Monday, August 19, 2019

Davison on Terry and Legal Gun Possession

Aaron Davison has posted When One Word Changes Everything: How the Unitary Concept Dismantles the Basis of Terry Frisks (North Carolina Law Review, Vol. 97, No. 1, 2018) on SSRN. Here is the abstract:
Notwithstanding the continued violence inflicted through mass shootings, our nation's gun laws and gun ownership have steadily proliferated. Both the Supreme Court and the States played crucial roles: the former through Heller and McDonald, both fundamental changes to the Second Amendment's scope; the latter through permissive concealed and open carry laws.

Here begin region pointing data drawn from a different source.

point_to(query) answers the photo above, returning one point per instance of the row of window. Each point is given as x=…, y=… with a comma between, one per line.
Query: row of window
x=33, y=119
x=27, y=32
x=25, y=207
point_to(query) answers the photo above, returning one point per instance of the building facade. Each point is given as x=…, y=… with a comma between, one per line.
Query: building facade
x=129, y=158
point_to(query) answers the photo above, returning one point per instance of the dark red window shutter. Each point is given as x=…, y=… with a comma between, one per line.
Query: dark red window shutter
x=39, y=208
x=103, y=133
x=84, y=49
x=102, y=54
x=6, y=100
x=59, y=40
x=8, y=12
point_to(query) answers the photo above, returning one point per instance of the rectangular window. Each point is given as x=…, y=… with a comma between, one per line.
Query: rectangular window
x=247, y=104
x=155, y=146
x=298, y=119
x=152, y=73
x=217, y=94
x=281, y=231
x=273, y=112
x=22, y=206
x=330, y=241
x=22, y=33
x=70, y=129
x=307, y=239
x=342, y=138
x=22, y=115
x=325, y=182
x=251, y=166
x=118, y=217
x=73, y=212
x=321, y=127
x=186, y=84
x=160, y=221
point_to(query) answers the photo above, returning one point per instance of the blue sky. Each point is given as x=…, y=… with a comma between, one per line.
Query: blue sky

As the country continues to grapple with competing ideas on appropriate next steps to ending gun violence and whether we want ever-expanding gun ownership, many have failed to recognize one offshoot result of increased gun ownership: the changed circumstances of how police engage in stop-and-frisk tactics. The frisk standard, specifically — allowing an officer to conduct a frisk only if the stopped individual is armed and dangerous — is completely turned on its head by the proliferation of gun ownership laws. In fact, this question was the cause of concern in the Fourth Circuit's United States v. Robinson opinion.

At issue was the en banc majority's interpretation of the armed and dangerous standard as conflating each element together into a unitary concept. The majority read the Supreme Court's use of "armed and thus (or therefore) dangerous" (used in merely two instances) as a mandate that an armed individual is presumptively dangerous. In other words, police need not present particularized and articulable factors that show how an individual is dangerous; being armed with a weapon conclusively satisfies the standard, thereby permitting a subsequent frisk. 

This Comment argues that the unitary concept interpretation of the armed and dangerous standard is wrong and effectively dismantles the basis of Terry frisks. First, the semantics of the standard — employing a conjunctive structure — indicates the intention that "armed" and "dangerous" are two separate elements. Second, the Supreme Court's stop-and-frisk precedent directly opposes the purported endorsement of a conflated standard. Third, and most drastic, are the multiple implications of the unitary concept standard, including the further devolution of stop-and-frisk's legitimacy by blowing a hole in its intended narrow scope, unbridled discretion to frisk lawful gun owners and those reasonably believed to be armed, and, in turn, exacerbation of past and present race issues inextricably tied to stop-and-frisk enforcement. The Comment closes by imploring the Supreme Court to grant certiorari in the first available Terry frisk case to reverse the explicit misinterpretation of the armed and dangerous standard. Simultaneously, the request to the Court is tempered with an awareness of the complexities in maneuvering a case to the Court with facts safe enough to serve as the vehicle for reversal.